Avoiding unnhelpful arguments

I’ve found it helpful for me to distinguish between the arguments for resource-based routing and small controllers that are important, and those that don’t make much difference to me. The latter includes:

  • don’t fight the framework. I know people (including colleagues) who feel strongly about this, I’m just not one of them; people deviate from Rails when they need to. Custom routes are allowed for in the routing DSL, so it’s clearly not forbidden by the framework (albeit discouraged).
  • you can generate more code automatically with resources. I’ve never found that sheer typing speed is a major factor in the success of my projects, so I don’t care about automation beyond the benefit of consistency.
  • onboarding new developers will be easier if you follow the Rails conventions. This assumes that every new developer is familiar with Rails, but many employers are happy to hire people from elsewhere.

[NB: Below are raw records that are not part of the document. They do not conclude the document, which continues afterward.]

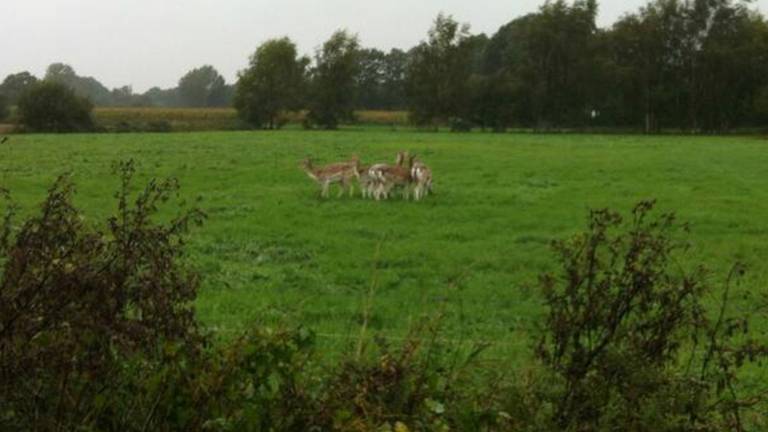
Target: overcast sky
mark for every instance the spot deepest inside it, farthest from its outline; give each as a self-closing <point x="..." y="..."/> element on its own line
<point x="146" y="43"/>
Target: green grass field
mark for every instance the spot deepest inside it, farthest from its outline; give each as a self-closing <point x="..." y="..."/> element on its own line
<point x="272" y="250"/>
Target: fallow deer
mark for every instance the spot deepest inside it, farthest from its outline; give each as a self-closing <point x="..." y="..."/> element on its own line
<point x="387" y="176"/>
<point x="422" y="176"/>
<point x="341" y="172"/>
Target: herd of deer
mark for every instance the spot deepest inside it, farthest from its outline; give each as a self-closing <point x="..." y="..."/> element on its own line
<point x="377" y="181"/>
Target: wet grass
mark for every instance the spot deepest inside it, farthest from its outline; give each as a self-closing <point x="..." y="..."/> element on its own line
<point x="273" y="250"/>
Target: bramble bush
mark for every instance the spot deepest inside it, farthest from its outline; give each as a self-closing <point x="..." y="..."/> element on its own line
<point x="97" y="332"/>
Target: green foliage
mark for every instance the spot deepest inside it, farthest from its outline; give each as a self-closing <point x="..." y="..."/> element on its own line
<point x="4" y="109"/>
<point x="49" y="106"/>
<point x="333" y="82"/>
<point x="273" y="84"/>
<point x="97" y="333"/>
<point x="628" y="340"/>
<point x="203" y="87"/>
<point x="76" y="302"/>
<point x="381" y="83"/>
<point x="14" y="85"/>
<point x="438" y="75"/>
<point x="86" y="87"/>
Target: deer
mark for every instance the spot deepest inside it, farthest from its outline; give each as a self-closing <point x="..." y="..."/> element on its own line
<point x="387" y="176"/>
<point x="366" y="181"/>
<point x="422" y="176"/>
<point x="340" y="172"/>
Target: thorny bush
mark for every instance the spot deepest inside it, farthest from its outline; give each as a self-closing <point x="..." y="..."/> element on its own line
<point x="628" y="340"/>
<point x="76" y="301"/>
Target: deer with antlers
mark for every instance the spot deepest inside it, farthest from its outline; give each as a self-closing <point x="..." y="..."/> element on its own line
<point x="388" y="177"/>
<point x="340" y="172"/>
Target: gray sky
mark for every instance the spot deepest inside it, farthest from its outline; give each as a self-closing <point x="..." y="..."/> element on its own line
<point x="147" y="43"/>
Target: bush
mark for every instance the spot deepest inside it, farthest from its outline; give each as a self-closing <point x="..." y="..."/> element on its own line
<point x="78" y="304"/>
<point x="53" y="107"/>
<point x="4" y="109"/>
<point x="627" y="343"/>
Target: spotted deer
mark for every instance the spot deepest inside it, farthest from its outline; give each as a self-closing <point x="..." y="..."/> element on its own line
<point x="388" y="177"/>
<point x="422" y="177"/>
<point x="340" y="172"/>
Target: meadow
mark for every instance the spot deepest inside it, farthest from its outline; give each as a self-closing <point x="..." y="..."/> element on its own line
<point x="272" y="250"/>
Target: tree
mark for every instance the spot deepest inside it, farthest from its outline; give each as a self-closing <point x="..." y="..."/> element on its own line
<point x="371" y="79"/>
<point x="437" y="82"/>
<point x="272" y="84"/>
<point x="163" y="97"/>
<point x="15" y="84"/>
<point x="87" y="87"/>
<point x="333" y="84"/>
<point x="53" y="107"/>
<point x="202" y="87"/>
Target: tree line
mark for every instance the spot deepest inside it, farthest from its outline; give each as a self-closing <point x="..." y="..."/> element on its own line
<point x="699" y="65"/>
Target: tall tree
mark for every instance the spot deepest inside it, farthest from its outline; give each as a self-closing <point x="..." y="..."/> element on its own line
<point x="333" y="85"/>
<point x="440" y="67"/>
<point x="14" y="85"/>
<point x="202" y="87"/>
<point x="273" y="83"/>
<point x="87" y="87"/>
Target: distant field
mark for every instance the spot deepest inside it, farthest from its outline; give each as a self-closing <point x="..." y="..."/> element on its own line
<point x="207" y="119"/>
<point x="272" y="250"/>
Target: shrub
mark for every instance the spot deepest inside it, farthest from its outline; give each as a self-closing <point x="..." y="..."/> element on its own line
<point x="53" y="107"/>
<point x="4" y="109"/>
<point x="77" y="303"/>
<point x="627" y="343"/>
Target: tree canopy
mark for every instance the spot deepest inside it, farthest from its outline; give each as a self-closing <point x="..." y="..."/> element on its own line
<point x="273" y="84"/>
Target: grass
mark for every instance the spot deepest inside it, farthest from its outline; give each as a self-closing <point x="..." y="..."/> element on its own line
<point x="273" y="250"/>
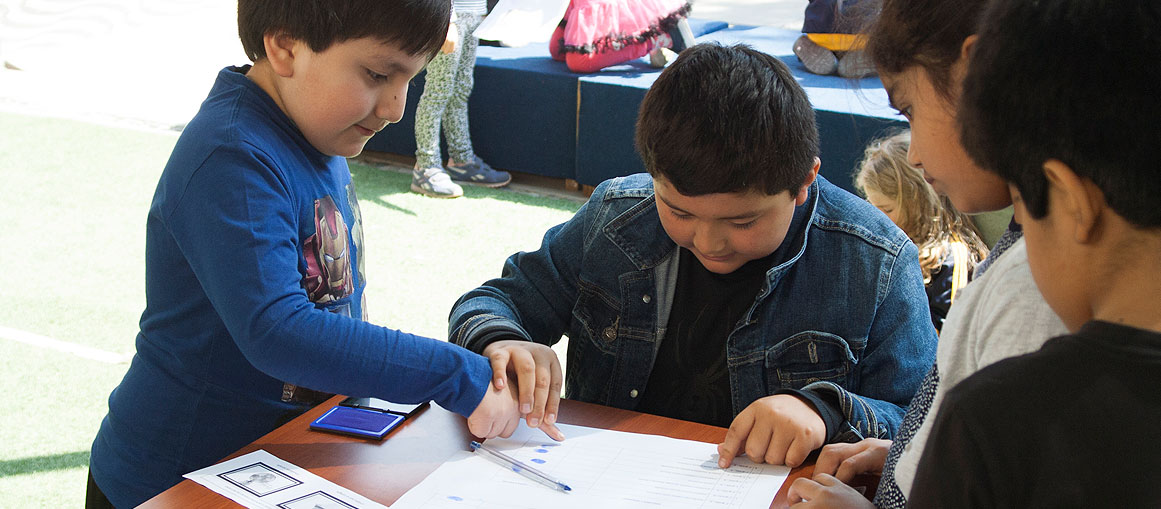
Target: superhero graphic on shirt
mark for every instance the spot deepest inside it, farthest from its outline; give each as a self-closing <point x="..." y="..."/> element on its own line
<point x="327" y="256"/>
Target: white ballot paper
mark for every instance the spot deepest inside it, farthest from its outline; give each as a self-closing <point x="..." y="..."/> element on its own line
<point x="519" y="22"/>
<point x="604" y="468"/>
<point x="260" y="480"/>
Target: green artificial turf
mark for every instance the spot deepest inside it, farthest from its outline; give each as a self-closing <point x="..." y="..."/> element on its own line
<point x="72" y="250"/>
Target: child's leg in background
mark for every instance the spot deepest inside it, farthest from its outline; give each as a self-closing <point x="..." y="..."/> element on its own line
<point x="597" y="61"/>
<point x="455" y="114"/>
<point x="439" y="83"/>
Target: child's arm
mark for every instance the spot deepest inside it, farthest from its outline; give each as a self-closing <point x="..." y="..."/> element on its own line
<point x="453" y="38"/>
<point x="900" y="349"/>
<point x="525" y="312"/>
<point x="235" y="224"/>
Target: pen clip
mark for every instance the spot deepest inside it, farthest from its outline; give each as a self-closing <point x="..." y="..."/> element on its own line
<point x="519" y="467"/>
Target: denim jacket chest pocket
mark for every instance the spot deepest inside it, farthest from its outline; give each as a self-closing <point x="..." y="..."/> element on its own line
<point x="809" y="357"/>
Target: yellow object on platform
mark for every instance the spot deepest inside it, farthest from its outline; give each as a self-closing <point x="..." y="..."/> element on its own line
<point x="838" y="42"/>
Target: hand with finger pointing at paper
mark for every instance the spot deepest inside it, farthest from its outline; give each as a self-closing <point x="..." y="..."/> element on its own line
<point x="539" y="379"/>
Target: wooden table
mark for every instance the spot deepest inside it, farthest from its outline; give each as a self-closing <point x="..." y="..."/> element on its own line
<point x="383" y="471"/>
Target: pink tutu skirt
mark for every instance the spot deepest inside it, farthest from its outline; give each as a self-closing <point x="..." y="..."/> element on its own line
<point x="604" y="26"/>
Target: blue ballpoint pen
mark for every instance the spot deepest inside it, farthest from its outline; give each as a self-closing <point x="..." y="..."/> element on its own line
<point x="519" y="467"/>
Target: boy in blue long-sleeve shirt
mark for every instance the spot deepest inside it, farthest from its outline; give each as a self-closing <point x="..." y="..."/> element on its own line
<point x="254" y="285"/>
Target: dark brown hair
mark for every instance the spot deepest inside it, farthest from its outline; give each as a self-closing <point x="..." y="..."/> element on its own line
<point x="925" y="33"/>
<point x="726" y="120"/>
<point x="418" y="27"/>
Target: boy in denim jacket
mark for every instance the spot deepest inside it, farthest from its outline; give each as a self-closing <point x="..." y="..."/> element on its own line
<point x="730" y="286"/>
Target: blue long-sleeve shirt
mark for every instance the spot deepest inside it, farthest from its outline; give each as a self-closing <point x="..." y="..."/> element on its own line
<point x="254" y="289"/>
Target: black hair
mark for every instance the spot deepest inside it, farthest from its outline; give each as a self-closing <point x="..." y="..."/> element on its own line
<point x="929" y="34"/>
<point x="1073" y="80"/>
<point x="725" y="120"/>
<point x="419" y="27"/>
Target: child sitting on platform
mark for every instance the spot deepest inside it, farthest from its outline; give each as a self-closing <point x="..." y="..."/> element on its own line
<point x="597" y="34"/>
<point x="950" y="245"/>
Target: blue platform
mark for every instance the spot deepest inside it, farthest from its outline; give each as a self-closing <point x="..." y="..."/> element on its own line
<point x="531" y="114"/>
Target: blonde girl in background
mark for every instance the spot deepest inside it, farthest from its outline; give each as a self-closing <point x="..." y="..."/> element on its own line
<point x="950" y="245"/>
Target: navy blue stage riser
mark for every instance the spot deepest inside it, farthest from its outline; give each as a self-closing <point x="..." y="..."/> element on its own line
<point x="531" y="114"/>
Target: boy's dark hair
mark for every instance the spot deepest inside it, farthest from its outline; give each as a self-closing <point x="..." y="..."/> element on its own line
<point x="925" y="33"/>
<point x="725" y="120"/>
<point x="418" y="27"/>
<point x="1073" y="80"/>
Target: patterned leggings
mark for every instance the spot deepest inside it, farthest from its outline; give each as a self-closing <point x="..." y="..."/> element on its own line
<point x="445" y="99"/>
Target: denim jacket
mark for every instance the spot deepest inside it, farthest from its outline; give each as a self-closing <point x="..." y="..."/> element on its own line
<point x="842" y="315"/>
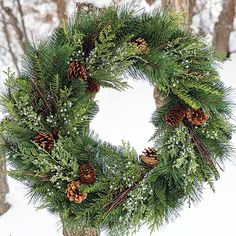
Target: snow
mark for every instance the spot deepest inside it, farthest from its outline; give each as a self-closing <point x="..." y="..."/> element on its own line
<point x="126" y="116"/>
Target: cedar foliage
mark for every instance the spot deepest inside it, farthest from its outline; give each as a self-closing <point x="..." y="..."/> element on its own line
<point x="181" y="65"/>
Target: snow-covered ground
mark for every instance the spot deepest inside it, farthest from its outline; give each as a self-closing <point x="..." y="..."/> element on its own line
<point x="126" y="116"/>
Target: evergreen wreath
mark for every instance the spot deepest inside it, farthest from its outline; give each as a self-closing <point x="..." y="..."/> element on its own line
<point x="89" y="182"/>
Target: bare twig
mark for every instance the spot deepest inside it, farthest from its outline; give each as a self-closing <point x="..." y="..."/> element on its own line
<point x="61" y="9"/>
<point x="22" y="19"/>
<point x="122" y="196"/>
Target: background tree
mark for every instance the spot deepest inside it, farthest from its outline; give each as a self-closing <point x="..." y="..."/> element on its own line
<point x="224" y="27"/>
<point x="15" y="31"/>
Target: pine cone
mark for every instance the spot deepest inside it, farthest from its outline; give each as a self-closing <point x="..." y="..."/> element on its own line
<point x="76" y="69"/>
<point x="176" y="115"/>
<point x="93" y="86"/>
<point x="196" y="117"/>
<point x="87" y="174"/>
<point x="45" y="141"/>
<point x="73" y="194"/>
<point x="149" y="157"/>
<point x="141" y="45"/>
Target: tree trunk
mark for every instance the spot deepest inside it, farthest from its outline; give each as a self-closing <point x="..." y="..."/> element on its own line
<point x="3" y="187"/>
<point x="224" y="27"/>
<point x="184" y="6"/>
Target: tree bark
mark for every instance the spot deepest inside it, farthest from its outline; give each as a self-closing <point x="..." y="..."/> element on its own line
<point x="3" y="187"/>
<point x="184" y="6"/>
<point x="224" y="27"/>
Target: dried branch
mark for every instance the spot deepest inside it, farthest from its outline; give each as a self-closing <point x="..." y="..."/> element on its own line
<point x="86" y="7"/>
<point x="40" y="177"/>
<point x="122" y="196"/>
<point x="61" y="9"/>
<point x="22" y="19"/>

I don’t want to get caught up in back-and-forth over points like these that don’t relate to the real benefits I want, so I won’t raise them.

Conclusion

I’m pleased to have some real ammunition to talk to clients about why small controllers and RESTful routing is good:

  • big files are hard to parse and prone to hidden coupling
  • controllers are often poorly scrutinised for bugs
  • the verbs included in custom routes are an additional decision point for little value
  • the nouns that REST points us towards are less ambiguous than the verbs commonly used in custom routes

Thanks to Derek Prior for explaining all of this in his talk so long ago, and thanks to my colleague Mattheus who finally inspired me to choose to watch it out of all my other bookmarks. It’s worth a watch!